The pharmaceutical industry needs to work harder to demonstrate the value that it delivers to society and to the greater economy by advancing public health outcomes, delegates at the 14th annual eyeforpharma conference in Barcelona have been told.

Addressing over a thousand industry stakeholders at Barcelona’s Centre Convencions Internacional, senior pharma leaders spoke out about the importance of communicating the private sector’s tangible contribution to greater sustainability of healthcare provision and to a new era of smarter treatment.

“We are much more part of the solution than part of the problem for increasing healthcare costs…If we fail to do that then either there is something wrong with the value that we claim or we are not articulating it properly,” declared Almirall CEO Eduardo Sanchiz. “We must be proud of what we are doing while at the same time understanding how the ‘circle of money’ drives this,” concurred Jane Griffiths, Janssen’s company group chairman for Europe, the Middle East and Africa pointing out that “a clear understanding of the business model is a precondition to true innovation and value creation” and that her entire organization is, these days, “thoroughly well versed in communicating the company’s commercial model.”

Some executives noted that the pharma industry still tends to come in for undue criticism. “Ten years ago I remember sitting in front of the delegates, and the criticism we received back then was actually about producing too many ‘me-toos’ and not enough real innovation…nowadays we’re driving an explosion of new innovation and we get blamed for the cost of the R&D,” exclaimed Lilly’s president for Europe and Canada Andrew Hotchkiss.

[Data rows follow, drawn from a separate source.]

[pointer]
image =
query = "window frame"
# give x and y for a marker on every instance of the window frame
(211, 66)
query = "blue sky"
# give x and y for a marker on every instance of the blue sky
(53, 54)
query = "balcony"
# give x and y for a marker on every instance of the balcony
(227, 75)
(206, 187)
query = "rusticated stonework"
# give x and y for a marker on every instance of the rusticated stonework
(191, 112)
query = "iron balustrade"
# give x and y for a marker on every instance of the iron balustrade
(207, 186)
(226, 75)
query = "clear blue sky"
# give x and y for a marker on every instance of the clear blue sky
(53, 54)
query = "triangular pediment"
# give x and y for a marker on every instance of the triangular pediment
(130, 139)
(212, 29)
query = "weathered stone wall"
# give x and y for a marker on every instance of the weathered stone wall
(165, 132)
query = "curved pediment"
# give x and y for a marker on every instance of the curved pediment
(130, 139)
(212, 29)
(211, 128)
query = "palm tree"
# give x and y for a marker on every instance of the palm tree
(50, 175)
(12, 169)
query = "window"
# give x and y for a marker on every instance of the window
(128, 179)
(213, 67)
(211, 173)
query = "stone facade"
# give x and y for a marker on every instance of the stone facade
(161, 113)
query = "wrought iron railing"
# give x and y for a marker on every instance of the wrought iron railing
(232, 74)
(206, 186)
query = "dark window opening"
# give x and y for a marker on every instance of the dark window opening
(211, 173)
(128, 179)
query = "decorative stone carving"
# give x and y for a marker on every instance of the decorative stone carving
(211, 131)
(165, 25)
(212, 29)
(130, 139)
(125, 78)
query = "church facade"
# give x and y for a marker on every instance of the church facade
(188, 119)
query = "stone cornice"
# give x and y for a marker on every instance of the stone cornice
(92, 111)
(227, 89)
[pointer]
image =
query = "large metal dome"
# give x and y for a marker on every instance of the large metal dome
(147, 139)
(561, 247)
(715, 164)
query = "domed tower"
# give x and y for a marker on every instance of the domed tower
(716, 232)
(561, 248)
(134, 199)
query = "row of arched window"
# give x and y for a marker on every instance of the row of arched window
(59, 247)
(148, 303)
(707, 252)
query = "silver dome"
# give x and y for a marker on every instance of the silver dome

While company bosses appealed for greater recognition of the real value that the industry generates, there was growing acceptance that pharmaceutical manufacturers must look ‘beyond the pill’ to generating better healthcare outcomes. Sanofi Pasteur’s freshly appointed chief operating officer, David Loew, counseled that, as the industry moves away from sales force driven models to more collaborative models, it is absolutely vital that pharma assumes its seat at the ‘disease prevention’ table. “We possess the requisite knowledge so we have to contribute to the system and influence what is happening further down the line…As an industry we should be striving beyond merely serving up new tablets, vials and syringes and should start playing an active part in increasing compliance,” he asserted. For her part, Janssen’s Jane Griffiths strongly echoed these sentiments. “The strategy within Janssen is to be very outcomes led and not just a purveyor of medicines. When the WHO estimate that 50% of people don’t take their medicines properly, the industry has an obvious responsibility to work more on ensuring that patients are actually attaining the healthcare outcomes that we and they are expecting to get.”